A Jun, un più sibillino La pioggia nasconde la verità solo agli occhi distratti.

Watanabe invece mormorò un Dopo il sale più pungente viene lo zucchero più dolce.

Mitsuo si lasciò sfuggire un fischio di apprezzamento.

“Però … una profezia interessante la tua, Watanabe … Bene! Andiamo a ballare?”

“Perché no?” Rispose Jun. “Watanabe? …”

“D’accordo.”

L'uomo accarezzava con le dita il bigliettino che aveva trovato nel suo biscotto. Improvvisamente, sembrò più giovane e disteso.

“La discoteca è in fondo alla strada. La dance cinese mi fa impazzire! E anche le cinesi mi fanno impazzire…”

Mitsuo gongolava mentre faceva loro strada.

 

La sala era grande e con enorme delusione di Mitsuo, la musica non era disco cinese ma una banalissima e fantastica selezione punk-rock.

Si presero un drink al bancone del bar. Jun osservava le ragazze curioso e annoiato allo stesso tempo. Lei poteva essere ovunque. Il suo ombrello rosa lo incuriosiva, chissà chi vi si nascondeva sotto… ma lì non c'era, tanto valeva guardarsi intorno.

Il suo sguardo di ricognizione non sfuggì a Mitsuo.

"Ti vedo sul piede di guerra, amico … di solito tu mi porti fortuna, magari stasera posso ricambiare…"

Fu allora che Jun notò una ragazza dall'aspetto esile che ballava in pista con una bibita in mano. Rideva e ballava allegra.

Era minuta ma ben fatta, con le spalle dritte. Indossava pantaloni scuri e una maglietta aderente color argento.

A Jun venne spontaneo alzarsi e avvicinarsi a bordo pista.
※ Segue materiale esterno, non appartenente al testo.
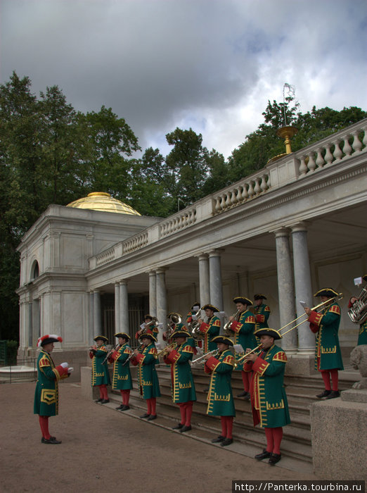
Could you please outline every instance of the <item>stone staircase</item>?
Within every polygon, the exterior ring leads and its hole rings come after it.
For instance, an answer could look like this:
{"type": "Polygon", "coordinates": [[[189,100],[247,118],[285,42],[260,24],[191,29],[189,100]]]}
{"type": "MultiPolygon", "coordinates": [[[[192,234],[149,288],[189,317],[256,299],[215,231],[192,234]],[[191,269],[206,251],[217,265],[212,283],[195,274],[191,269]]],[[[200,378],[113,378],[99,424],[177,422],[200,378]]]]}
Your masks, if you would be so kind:
{"type": "MultiPolygon", "coordinates": [[[[172,428],[180,419],[178,406],[171,399],[170,370],[165,364],[157,366],[160,380],[161,397],[157,399],[158,418],[150,422],[174,432],[172,428]]],[[[140,397],[136,385],[136,368],[131,368],[134,388],[131,392],[130,410],[124,411],[133,418],[139,418],[146,410],[145,401],[140,397]]],[[[197,401],[194,403],[191,421],[192,430],[183,434],[184,436],[211,443],[212,438],[220,433],[219,418],[207,416],[207,393],[204,389],[208,387],[209,377],[202,369],[193,370],[196,389],[197,401]]],[[[340,372],[340,389],[345,390],[352,387],[354,382],[360,379],[359,374],[351,370],[340,372]]],[[[311,444],[311,425],[309,408],[313,402],[318,401],[316,394],[323,388],[321,375],[315,374],[309,377],[288,375],[285,377],[285,390],[288,399],[291,424],[284,427],[282,441],[282,460],[276,465],[292,470],[302,470],[312,473],[312,449],[311,444]]],[[[249,401],[236,397],[243,390],[240,372],[233,372],[232,388],[235,397],[236,416],[233,423],[233,443],[224,450],[254,457],[266,446],[265,434],[262,428],[255,428],[252,423],[251,407],[249,401]]],[[[110,394],[110,402],[105,406],[115,409],[121,404],[120,392],[112,391],[110,394]]],[[[116,411],[118,412],[118,411],[116,411]]],[[[145,420],[144,420],[145,421],[145,420]]]]}

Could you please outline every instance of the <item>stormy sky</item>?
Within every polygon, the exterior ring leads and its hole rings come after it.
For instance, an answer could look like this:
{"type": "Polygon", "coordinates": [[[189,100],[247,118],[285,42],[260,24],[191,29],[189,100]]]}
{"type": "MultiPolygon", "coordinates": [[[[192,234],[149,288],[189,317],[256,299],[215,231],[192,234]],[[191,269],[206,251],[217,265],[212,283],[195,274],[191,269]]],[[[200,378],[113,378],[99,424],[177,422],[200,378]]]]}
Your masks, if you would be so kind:
{"type": "Polygon", "coordinates": [[[143,149],[176,127],[226,157],[295,87],[300,110],[367,108],[366,0],[0,0],[0,82],[111,107],[143,149]]]}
Mitsuo si voltò verso Watanabe.

"Vieni anche tu?"

Watanabe scosse la testa. Con le dita e lo sguardo basso sul suo bicchiere seguiva il ritmo. Un pezzo dei Rolling Stones.
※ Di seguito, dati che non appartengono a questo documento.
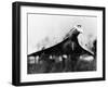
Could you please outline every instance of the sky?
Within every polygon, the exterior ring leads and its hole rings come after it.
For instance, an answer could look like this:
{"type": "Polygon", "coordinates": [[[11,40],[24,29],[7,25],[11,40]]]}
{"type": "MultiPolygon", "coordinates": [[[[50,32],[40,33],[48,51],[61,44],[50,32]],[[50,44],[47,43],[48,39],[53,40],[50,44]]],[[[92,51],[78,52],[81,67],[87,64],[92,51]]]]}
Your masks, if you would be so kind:
{"type": "Polygon", "coordinates": [[[96,24],[96,16],[28,14],[28,54],[60,42],[75,25],[82,25],[82,42],[94,39],[96,24]]]}

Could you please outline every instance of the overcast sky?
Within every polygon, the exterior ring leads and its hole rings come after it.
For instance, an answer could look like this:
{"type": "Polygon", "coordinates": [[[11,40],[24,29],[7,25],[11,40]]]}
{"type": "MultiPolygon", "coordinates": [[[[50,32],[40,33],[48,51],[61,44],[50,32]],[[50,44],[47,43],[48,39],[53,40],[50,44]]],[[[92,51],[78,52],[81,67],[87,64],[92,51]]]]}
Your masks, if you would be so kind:
{"type": "Polygon", "coordinates": [[[94,38],[97,30],[97,17],[67,15],[28,15],[28,54],[60,42],[75,26],[82,25],[83,35],[94,38]]]}

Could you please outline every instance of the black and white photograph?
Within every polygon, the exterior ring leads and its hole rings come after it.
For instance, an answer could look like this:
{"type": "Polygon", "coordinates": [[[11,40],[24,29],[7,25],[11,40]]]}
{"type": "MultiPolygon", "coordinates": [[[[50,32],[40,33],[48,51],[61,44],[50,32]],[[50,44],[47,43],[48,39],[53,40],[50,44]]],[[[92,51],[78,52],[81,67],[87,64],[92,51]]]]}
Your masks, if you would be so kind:
{"type": "Polygon", "coordinates": [[[105,80],[105,8],[13,3],[12,84],[105,80]]]}
{"type": "Polygon", "coordinates": [[[27,73],[96,71],[97,17],[28,13],[27,73]]]}

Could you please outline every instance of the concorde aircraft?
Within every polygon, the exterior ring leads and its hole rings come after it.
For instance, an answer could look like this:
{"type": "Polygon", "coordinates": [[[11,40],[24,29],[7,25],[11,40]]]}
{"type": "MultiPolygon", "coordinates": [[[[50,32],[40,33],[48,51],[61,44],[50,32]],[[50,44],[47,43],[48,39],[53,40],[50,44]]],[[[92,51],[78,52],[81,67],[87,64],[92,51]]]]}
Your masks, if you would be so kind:
{"type": "MultiPolygon", "coordinates": [[[[67,35],[63,38],[62,42],[46,49],[43,47],[41,51],[28,54],[28,59],[33,56],[37,63],[39,60],[44,60],[48,62],[48,64],[62,62],[64,67],[66,67],[66,64],[68,64],[66,63],[66,60],[70,60],[70,62],[73,61],[73,63],[71,63],[72,65],[76,65],[79,59],[85,59],[86,61],[93,60],[95,52],[79,42],[79,34],[83,34],[81,25],[77,25],[70,29],[70,32],[68,32],[67,35]],[[87,54],[90,56],[84,58],[86,55],[83,54],[87,54]]],[[[50,70],[48,68],[48,72],[50,70]]]]}

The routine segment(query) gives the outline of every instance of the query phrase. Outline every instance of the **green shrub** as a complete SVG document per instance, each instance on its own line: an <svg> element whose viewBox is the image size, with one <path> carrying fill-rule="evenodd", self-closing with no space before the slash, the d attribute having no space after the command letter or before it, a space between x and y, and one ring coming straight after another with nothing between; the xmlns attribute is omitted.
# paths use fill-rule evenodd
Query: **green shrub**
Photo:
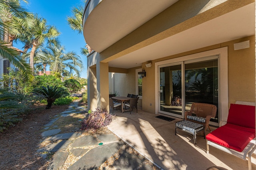
<svg viewBox="0 0 256 170"><path fill-rule="evenodd" d="M33 89L41 86L57 86L64 87L63 83L61 80L52 75L37 75L35 77L35 80L32 85Z"/></svg>
<svg viewBox="0 0 256 170"><path fill-rule="evenodd" d="M72 96L66 96L64 97L60 97L56 99L56 100L55 100L55 101L54 101L52 104L56 105L68 105L73 100L78 99L78 97Z"/></svg>
<svg viewBox="0 0 256 170"><path fill-rule="evenodd" d="M84 93L82 94L82 102L84 103L87 103L87 91L86 90Z"/></svg>
<svg viewBox="0 0 256 170"><path fill-rule="evenodd" d="M0 82L4 85L6 90L25 95L30 94L33 88L31 87L31 83L24 79L22 73L16 71L10 67L8 70L9 73L2 74L2 78L0 79Z"/></svg>
<svg viewBox="0 0 256 170"><path fill-rule="evenodd" d="M24 95L0 90L0 132L2 132L22 120L20 116L26 114L27 106Z"/></svg>
<svg viewBox="0 0 256 170"><path fill-rule="evenodd" d="M68 79L64 81L64 86L70 93L77 93L81 90L82 86L77 80L74 79Z"/></svg>
<svg viewBox="0 0 256 170"><path fill-rule="evenodd" d="M66 90L63 87L57 86L47 87L42 86L40 88L35 88L32 91L33 93L43 95L47 99L47 105L45 109L50 109L52 103L58 98L68 96L69 94Z"/></svg>

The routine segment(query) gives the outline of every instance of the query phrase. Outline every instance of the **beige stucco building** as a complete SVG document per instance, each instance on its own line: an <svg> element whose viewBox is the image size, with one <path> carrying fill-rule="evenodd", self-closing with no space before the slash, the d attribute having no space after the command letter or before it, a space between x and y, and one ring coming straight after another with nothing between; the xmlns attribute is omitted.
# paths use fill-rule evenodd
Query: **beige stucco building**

Jun si avvicinò alla folla che ballava. Andava incontro a quella ragazza come se a spingerlo fosse una calamita. E iniziò a ballare vicino a lei, alle sue spalle. Mitsuo intanto aveva già attaccato bottone con una tipa alta e con un caschetto corto, i capelli biondi. Le mostrava i suoi passi forti e lei batteva le mani divertita. Accanto a loro, una moretta con una traccia raccolta sulla nuca, doveva essere un’amica della bionda perché appena Mitsuo fece la sua comparsa importuna lei voltò le spalle a entrambi con un sorriso divertito e si diresse verso il bancone.

Jun e la ragazza in argento ballarono uno di fronte all'altra per una mezz'ora, ininterrottamente. Il dee jay aveva messo una selezione da urlo: Clash, Police, Bowie. Il volume era alle stelle. Jun continuava a sentire il potere assurdo di quella calamita e la fissava serio. Non aveva mai ballato un pezzo come Police and Thieves dei Clash con quell'espressione concentrata, e forse neanche lei, che ricambiava il suo sguardo.

La ragazza bionda, che intanto si era allontanata con Mitsuo, tornò in pista si avvicinò con aria divertita. Mitsuo le si prostrò davanti in ginocchio, supplicandola sorridendo ma lei scuoteva la testa indicando l'orologio.

Lo indicava anche alla ragazza in argento, che annuì convinta lanciando a Jun uno sguardo fugace.

Dunque erano amiche e se ne stavano andando via!

Jun allora le afferrò il polso. Lei lo guardò presa alla sprovvista.

Le chiese urlando Come ti chiami?, ma il fracasso era infernale ora, con i Jam a tutto volume.

Lei lo guardò interrogativa. Le afferrò allora una mano e le scrisse sul palmo, con un dito Jun , in hiragana, indicando poi se stesso.

Lei sorrise e fece allora la stessa cosa.

Poi la sua amica la trascinò via. La ragazza in argento fece solo in tempo a voltarsi e a fargli un segno con la mano come per dirgli “ci vediamo!”

Lui annuì, con un sorriso.

Chissà come, chissà dove… ma sapeva che l’avrebbe rivista.